Ormanevi Kolektifi’ni oluşturan yarı-hikaye, yarı -ütopya “Tekmetin”i yazalı 7 sene olmuş. Zaman hızlı geçiyor! O zamanlar farkında olmasak (veya bugünkü kelime dağarcığımızla ifade etmesek de) başından beri ütopik bir mikro toplum itkisi vardı.

Ütopyalar iki dünyayı ele alır ve düzenler: İnsanın insanla ilişkisini, ve insanın parçası olduğu bütünle (yani doğayla) ilişkisini.

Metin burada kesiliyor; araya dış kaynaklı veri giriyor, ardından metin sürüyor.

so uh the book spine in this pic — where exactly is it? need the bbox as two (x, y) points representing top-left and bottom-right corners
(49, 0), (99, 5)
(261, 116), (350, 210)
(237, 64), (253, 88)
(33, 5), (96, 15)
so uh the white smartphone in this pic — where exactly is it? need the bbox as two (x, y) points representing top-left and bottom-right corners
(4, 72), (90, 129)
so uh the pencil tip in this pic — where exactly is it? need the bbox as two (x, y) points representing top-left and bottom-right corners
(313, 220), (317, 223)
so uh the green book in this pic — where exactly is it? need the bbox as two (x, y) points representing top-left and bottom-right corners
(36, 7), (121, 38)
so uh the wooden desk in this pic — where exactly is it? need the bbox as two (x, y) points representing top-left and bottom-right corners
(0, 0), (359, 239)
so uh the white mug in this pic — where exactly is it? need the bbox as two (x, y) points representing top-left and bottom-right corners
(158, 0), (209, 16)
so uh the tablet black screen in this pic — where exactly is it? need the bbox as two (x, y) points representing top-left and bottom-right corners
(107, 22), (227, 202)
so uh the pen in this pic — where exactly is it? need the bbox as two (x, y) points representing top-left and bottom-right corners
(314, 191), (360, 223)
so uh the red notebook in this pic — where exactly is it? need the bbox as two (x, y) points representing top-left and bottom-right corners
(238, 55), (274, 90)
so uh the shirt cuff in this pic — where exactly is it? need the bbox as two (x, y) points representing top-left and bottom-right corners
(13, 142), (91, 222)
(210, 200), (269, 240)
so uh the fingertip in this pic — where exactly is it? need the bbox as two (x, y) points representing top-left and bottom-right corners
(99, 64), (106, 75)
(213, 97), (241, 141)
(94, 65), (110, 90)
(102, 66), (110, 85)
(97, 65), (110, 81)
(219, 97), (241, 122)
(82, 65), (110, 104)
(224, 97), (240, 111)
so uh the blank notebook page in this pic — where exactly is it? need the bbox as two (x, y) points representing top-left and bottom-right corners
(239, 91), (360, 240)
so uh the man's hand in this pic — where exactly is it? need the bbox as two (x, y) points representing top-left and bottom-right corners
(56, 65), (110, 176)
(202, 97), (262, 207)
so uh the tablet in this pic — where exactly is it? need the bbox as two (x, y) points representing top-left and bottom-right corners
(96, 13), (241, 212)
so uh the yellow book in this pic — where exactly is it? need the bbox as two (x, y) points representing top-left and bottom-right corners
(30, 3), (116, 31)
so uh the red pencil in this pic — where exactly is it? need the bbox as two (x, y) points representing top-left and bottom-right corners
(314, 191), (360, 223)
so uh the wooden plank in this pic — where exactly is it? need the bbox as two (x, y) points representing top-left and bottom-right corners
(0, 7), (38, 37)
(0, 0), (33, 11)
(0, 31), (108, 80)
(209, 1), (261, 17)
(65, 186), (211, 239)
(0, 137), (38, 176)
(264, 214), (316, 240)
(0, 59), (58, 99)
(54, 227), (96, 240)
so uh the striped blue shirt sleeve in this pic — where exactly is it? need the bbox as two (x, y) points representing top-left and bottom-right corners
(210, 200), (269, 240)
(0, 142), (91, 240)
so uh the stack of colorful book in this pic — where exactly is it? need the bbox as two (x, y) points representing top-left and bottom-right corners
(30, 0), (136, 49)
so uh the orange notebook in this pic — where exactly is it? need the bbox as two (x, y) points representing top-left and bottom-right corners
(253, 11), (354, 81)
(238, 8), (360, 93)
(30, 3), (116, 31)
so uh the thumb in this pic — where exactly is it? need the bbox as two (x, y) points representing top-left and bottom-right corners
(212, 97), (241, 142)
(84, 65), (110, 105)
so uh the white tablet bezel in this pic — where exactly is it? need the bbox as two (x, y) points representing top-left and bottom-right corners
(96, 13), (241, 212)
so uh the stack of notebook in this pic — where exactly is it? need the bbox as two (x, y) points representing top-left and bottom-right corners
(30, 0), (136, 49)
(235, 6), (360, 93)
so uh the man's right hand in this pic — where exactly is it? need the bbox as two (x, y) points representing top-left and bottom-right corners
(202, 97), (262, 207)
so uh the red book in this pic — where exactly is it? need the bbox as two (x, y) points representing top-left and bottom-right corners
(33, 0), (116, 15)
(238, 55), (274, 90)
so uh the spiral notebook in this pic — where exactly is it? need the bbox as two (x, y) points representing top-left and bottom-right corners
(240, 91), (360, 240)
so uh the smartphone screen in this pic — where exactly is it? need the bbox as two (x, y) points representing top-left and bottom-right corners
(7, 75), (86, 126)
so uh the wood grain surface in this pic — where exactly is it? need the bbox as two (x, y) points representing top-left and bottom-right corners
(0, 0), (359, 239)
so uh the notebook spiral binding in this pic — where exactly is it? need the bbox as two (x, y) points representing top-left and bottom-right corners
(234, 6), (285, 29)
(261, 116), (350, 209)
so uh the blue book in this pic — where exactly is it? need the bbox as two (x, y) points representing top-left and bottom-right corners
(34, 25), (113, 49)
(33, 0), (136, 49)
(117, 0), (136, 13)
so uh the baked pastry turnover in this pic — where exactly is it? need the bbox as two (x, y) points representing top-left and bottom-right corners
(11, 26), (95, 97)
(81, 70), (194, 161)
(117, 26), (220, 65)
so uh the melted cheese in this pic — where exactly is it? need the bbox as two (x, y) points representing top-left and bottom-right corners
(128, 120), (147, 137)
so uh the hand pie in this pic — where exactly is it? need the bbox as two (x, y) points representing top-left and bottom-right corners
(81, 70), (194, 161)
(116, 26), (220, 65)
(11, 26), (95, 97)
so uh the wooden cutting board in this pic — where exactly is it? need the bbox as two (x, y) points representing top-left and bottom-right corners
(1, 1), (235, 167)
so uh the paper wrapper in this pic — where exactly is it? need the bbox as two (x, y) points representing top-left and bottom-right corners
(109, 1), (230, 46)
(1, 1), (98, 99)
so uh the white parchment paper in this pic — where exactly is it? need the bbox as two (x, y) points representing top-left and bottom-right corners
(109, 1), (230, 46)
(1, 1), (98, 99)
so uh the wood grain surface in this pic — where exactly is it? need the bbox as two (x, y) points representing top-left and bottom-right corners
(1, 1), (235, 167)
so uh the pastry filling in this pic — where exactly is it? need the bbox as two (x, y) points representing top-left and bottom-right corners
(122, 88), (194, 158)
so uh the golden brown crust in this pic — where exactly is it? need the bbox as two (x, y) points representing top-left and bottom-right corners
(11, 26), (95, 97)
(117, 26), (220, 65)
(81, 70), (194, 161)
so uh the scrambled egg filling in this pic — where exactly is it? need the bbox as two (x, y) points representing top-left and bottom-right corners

Biz bu iki birbiriyle doğrudan bağlı boyuta da doygunluk, adalet, şenliklilik ve yani güzellik getirecek bir modelin peşindeyiz. Kendimizden biliyoruz, bu işi sürdürülebilir ve 6 ay içinde grup içi çatlaktan patlamayacak şekilde kurgulamak çok ince, çok-boyutlu bir serüven. Bizim hazırlığımız 7 yıl sürdü, bizden sonrakilerin işini kolaylaştıracak modeller oluşturalım bari, diyoruz.

Bu arada özel insanlar falan değiliz, onu da belirteyim. Sadece bireyler ve kolektif olarak 7 yıl boyunca oya gibi işledik hayatlarımızı ve adımlarımızı. Oya gibi işlemek derken abartmıyorum; paramız yoktu (hala da yok), güzel okulları bitirmiş, kendilerini parlak kariyerlerin beklediği insanlar olarak görülmenin de beslediği bir “kırsala dönmek geriye gitmek demek, aklınızı mı kaçırdınız?” muhabbeti hep vardı, sülalelerimizde “Ama bak o gitti, çok da mutlu oldu!” diye gösterebileceğimiz insanlar, modeller yoktu.

Kaybedecek çok şeyi olduğuna inanması için her şeyi olan insanlardık yani.

Dönüş kalıcı, evet. “Geleceğe Dönüş” diyoruz biz. Yeni dünyanın kurulma sürecinde çorbaya az da olsa öğütülmemiş tuz katmanın verdiği keyif bir yana, yaşamlarımızı işgal eden gerçek ve tam özgürlük, yan dikey kurumlardan özgürleşip yatay muhabbetlere ve doğanın ritmine tabi olmak falan… Kolay kolay vazgeçilecek gibi değil.

İnternet mesela, ki bence yataylığı açısından son derece şenlikli ve ekolojist bir araçtır,  “gönüllü sade olacağım” diye kendini zorlayarak hayattan çıkarılası bir şey değil (zaten gönüllü sadelik zorlamayla gelmez), üstelik grup dinamiklerinin zenginleşerek devamı için da çok faideli.

Peki köyde ürettiğini tüketen, doğayla uyumlu bir yaşam kurabildiniz mi? Senin gönüllü sadelik dediğin yaşam tarzıyla köy hayatı birbiriyle örtüşüyor mu? Malum bütün köylerdeki yaşam biçimi otomatikman bu kavramlara uyacak diye bir şey yok.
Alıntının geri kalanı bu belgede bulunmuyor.